In a groundbreaking move to address the pivotal role of data in artificial intelligence (AI), a consortium of major companies, led by the Data & Trust Alliance, has unveiled comprehensive standards for the origin, history, and legal rights associated with data. This initiative aims to alleviate concerns among big businesses, fostering increased confidence in adopting AI technologies by providing transparency about the underlying data.
The newly introduced data provenance standards function as a labeling system, offering insights into where, when, and how data was collected and generated, along with details about its intended use and any associated restrictions. The Data & Trust Alliance comprises influential entities such as American Express, Humana, IBM, Pfizer, UPS, Walmart, and select startups.Executives within the alliance liken the data-labeling system to fundamental standards for food safety, emphasizing the need for basic information on data origin and handling. They assert that clearer information about the data used in AI models will bolster corporate trust in the technology.
Ken Finnerty, President for Information Technology and Data Analytics at UPS, highlights the significance of managing data as an asset. He emphasizes the necessity of knowing the creation circumstances, intended purpose, and legal parameters of data, aligning with industry-wide efforts.Surveys underscore the demand for increased confidence in data and enhanced efficiency in data handling. Concerns about data lineage or provenance were identified as a key barrier to AI adoption in corporate CEO polls. Data scientists, in a separate survey, revealed spending nearly 40% of their time on data preparation tasks.
The data initiative primarily targets business data used for AI programs or selectively fed into AI systems from companies like Google, OpenAI, Microsoft, and Anthropic. The accuracy and trustworthiness of data play a pivotal role in generating reliable AI-driven solutions.In the wake of the rise of generative AI, which powers chatbots like OpenAI's ChatGPT, there has been a heightened focus on the responsible use of data. Generative AI systems, capable of human-like fluency, have sparked concerns about data misuse and hallucination, depending on the accessed and assembled data.
The newly introduced data standards consist of eight basic principles, encompassing lineage, source, legal rights, data type, and generation method, supplemented by detailed descriptions.

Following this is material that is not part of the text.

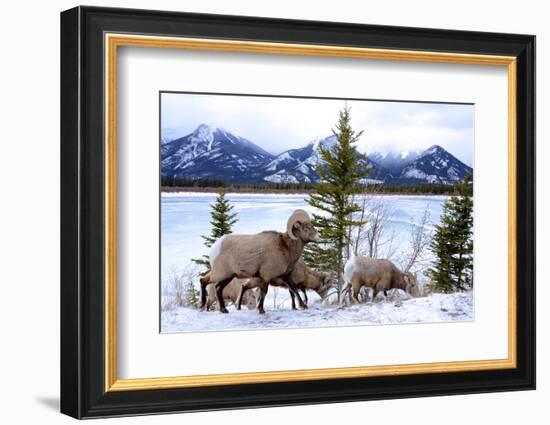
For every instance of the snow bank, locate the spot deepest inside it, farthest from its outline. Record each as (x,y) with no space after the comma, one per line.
(432,309)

Companies within the consortium have been rigorously testing and refining the standards, with plans to make them publicly available early next year.Labeling data by type, date, and source has been practiced individually, but the consortium asserts that these are the first detailed standards designed for universal application across all industries.

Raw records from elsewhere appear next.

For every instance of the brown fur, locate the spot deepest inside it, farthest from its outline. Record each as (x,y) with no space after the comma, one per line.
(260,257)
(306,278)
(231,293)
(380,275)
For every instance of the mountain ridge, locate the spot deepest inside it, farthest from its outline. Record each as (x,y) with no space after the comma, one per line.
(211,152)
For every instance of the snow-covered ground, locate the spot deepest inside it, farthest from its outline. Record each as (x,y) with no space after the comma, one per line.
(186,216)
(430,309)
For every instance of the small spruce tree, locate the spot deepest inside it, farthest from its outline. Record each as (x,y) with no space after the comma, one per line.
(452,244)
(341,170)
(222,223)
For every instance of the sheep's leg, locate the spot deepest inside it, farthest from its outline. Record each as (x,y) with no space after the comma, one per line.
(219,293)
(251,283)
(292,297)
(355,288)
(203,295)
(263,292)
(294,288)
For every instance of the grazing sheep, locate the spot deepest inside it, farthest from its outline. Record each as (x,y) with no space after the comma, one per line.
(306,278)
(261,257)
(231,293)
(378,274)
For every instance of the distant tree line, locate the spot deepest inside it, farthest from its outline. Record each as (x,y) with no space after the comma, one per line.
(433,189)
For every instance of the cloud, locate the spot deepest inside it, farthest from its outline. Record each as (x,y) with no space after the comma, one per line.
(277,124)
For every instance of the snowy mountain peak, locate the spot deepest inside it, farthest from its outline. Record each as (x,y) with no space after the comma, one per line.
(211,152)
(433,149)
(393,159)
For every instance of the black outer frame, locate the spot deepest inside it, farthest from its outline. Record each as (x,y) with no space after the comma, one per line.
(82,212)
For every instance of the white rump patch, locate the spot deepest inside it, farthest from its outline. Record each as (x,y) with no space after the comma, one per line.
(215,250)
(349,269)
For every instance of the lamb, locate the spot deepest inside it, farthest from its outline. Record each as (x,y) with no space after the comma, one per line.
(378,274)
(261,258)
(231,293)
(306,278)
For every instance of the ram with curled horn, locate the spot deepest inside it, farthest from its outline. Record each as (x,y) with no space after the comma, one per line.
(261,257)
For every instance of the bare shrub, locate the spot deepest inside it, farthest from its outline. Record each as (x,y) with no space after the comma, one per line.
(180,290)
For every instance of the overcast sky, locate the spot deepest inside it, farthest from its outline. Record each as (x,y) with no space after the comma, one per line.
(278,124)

Thi Montalvo, a data scientist and Vice President of Reporting and Analytics at Transcarent, a startup within the consortium, emphasizes the benefits of enhanced transparency throughout the data supply chain. Montalvo anticipates increased efficiency, eliminating repetitive work and potentially reducing the time spent on data projects by 15% to 20%.The Data & Trust Alliance believes that the clarity provided by their data-labeling standards can address critical issues in the current AI market. Chris Hazard, Co-founder and Chief Technology Officer of Howso, a startup specializing in data-analysis tools and AI software, underscores the potential of these standards to resolve challenges in the AI landscape.